Pour son premier roman traduit en français,
Anthony McCarten est loin du zéro pointé. Au contraire,
Objectif zéro arrive à faire souffler un vent nouveau dans le thriller.
Un zeste de dystopie, une pincée d'anticipation, une louchée d'espionnage, de bonnes gouttes d'action. Secouez le tout et vous obtiendrez un cocktail détonant.
Imaginez une sorte de cache-cache à l'échelle d'un continent. Une expérience lancée par la CIA acoquinée à un géant des nouvelles technologies et des réseaux sociaux. Une sorte de partenariat public-privé à la sauce américaine.
Un grand « jeu » est lancé, avec comme objectif affiché de démontrer que les GAFAM peuvent proposer des technologies pour sécuriser le pays.
Dix candidats soigneusement sélectionnés doivent tenter de disparaître durant 30 jours. S'ils sont tous attrapés avant ce terme par la société Fusion, elle pourra vendre ses technologies à coups de milliards au gouvernement US. Si l'un des candidats arrive à déjouer l'armada de drones, caméras, enquêtes, il se verra offrir 3 millions de dollars.

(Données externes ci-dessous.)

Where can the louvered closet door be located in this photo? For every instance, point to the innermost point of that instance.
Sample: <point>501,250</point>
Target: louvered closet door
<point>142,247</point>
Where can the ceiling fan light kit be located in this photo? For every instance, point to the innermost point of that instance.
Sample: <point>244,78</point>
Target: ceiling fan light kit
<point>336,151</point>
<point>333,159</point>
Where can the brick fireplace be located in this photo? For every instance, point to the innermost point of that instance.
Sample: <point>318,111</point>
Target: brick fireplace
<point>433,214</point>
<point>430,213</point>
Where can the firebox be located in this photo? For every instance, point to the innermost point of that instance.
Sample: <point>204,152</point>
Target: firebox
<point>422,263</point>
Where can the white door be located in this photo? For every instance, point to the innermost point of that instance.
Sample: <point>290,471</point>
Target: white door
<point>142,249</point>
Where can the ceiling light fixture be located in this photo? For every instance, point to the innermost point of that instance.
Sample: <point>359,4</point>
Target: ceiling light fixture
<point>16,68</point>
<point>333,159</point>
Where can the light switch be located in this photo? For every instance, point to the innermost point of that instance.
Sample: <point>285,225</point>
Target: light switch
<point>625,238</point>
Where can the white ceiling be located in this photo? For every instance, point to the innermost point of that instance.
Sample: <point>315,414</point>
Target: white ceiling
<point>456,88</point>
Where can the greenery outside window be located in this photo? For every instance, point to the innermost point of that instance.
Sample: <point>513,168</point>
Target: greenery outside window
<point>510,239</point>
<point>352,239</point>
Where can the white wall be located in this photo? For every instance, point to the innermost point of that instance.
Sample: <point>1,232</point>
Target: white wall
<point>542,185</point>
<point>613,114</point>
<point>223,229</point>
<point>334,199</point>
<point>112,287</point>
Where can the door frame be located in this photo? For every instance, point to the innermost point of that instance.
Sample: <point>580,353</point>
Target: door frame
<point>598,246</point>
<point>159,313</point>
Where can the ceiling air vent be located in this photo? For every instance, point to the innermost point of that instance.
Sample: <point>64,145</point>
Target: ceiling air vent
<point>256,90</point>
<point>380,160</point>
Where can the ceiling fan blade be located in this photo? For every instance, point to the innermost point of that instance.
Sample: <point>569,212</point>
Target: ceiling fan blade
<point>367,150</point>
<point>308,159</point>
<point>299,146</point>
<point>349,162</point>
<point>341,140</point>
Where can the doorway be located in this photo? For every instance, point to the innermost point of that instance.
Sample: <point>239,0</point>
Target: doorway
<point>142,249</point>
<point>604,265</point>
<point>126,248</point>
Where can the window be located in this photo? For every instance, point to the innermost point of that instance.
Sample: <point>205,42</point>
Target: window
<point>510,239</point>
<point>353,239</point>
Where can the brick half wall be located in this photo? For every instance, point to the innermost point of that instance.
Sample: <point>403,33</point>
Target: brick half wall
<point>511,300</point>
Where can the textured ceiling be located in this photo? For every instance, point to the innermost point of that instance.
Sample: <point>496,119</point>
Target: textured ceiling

Même si on va suivre de temps en temps ces différentes personnes, avec chacun leur technique plus créative et originale les unes des autres, la traque va se focaliser sur une banale bibliothécaire.
Une amoureuse des livres à l'ère du numérique, qui va pourtant arriver à déjouer la plupart des méthodes de traque. A se faire arracher les cheveux des chasseurs, surtout le patron de Fusion, qui va peu à peu dévoiler son vrai caractère.
Parce que rien n'est aussi clair dans cette affaire, et les dés sont pipés. de lourds secrets vont faire s'emballer la machine.
L'idée d'une fusion des services de renseignements et de l'économie de marché est excellente, surtout de la manière dont l'auteur la traite.
450 pages qu'on avale goulûment, à coups de chapitres courts, d'un rythme qui ne faiblit pas.
Du vrai thriller d'action, mais pas que. Les piques de réflexions sont lancées dans ce qui pourrait arriver très vite dans le réel. Une tentative de contrôle des populations, en version 1984 2.0, où c'est le capitalisme qui décide de la sécurité même d'un pays.
Jusqu'à prendre le risque de fournir à une entreprise tout ce qui constitue la vie de chaque américain, à un géant du web de devenir le voleur ultime de données.
Pour rappel, la CIA est interdite d'action sur le sol national, ce marché servant à détourner cette règle, au point même de le cacher au congrès. Imaginez les dérives…
L'écrivain est néo-zélandais, ce qui lui permet sans doute de poser un regard différent et appuyé sur la société ricaine. Avec une adresse de tous les instants.
Ces candidats sont consentants, par appât du gain ou en imaginant aider à sécuriser un pays. Rendre le monde meilleur par la peur de se faire prendre ?
Dans nos sociétés où le droit à l'intimité est en train de disparaître, où la soumission est volontaire, le point de bascule imaginé est à nos portes.
L'auteur dit des choses, mais cherche avant tout à proposer un vrai thriller qu'on ne peut pas lâcher, paranoïaque, surprenant, mené tambour battant. Son personnage de jeune bibliothécaire est épatant et bien moins lisse qu'il n'y paraît. Parce qu'il n'y a pas que le gouvernement qui trame des choses en secret.
Objectif zéro est un formidable roman qui chasse sur plusieurs terres.
Anthony McCarten réalise l'exploit de fusionner plusieurs styles de thrillers pour développer une histoire prenante et qui sort vraiment des sentiers battus. Avec un réel don pour la narration, pour au final un livre qui coche toutes les cases du bon divertissement qui fait aussi réfléchir. Excellent.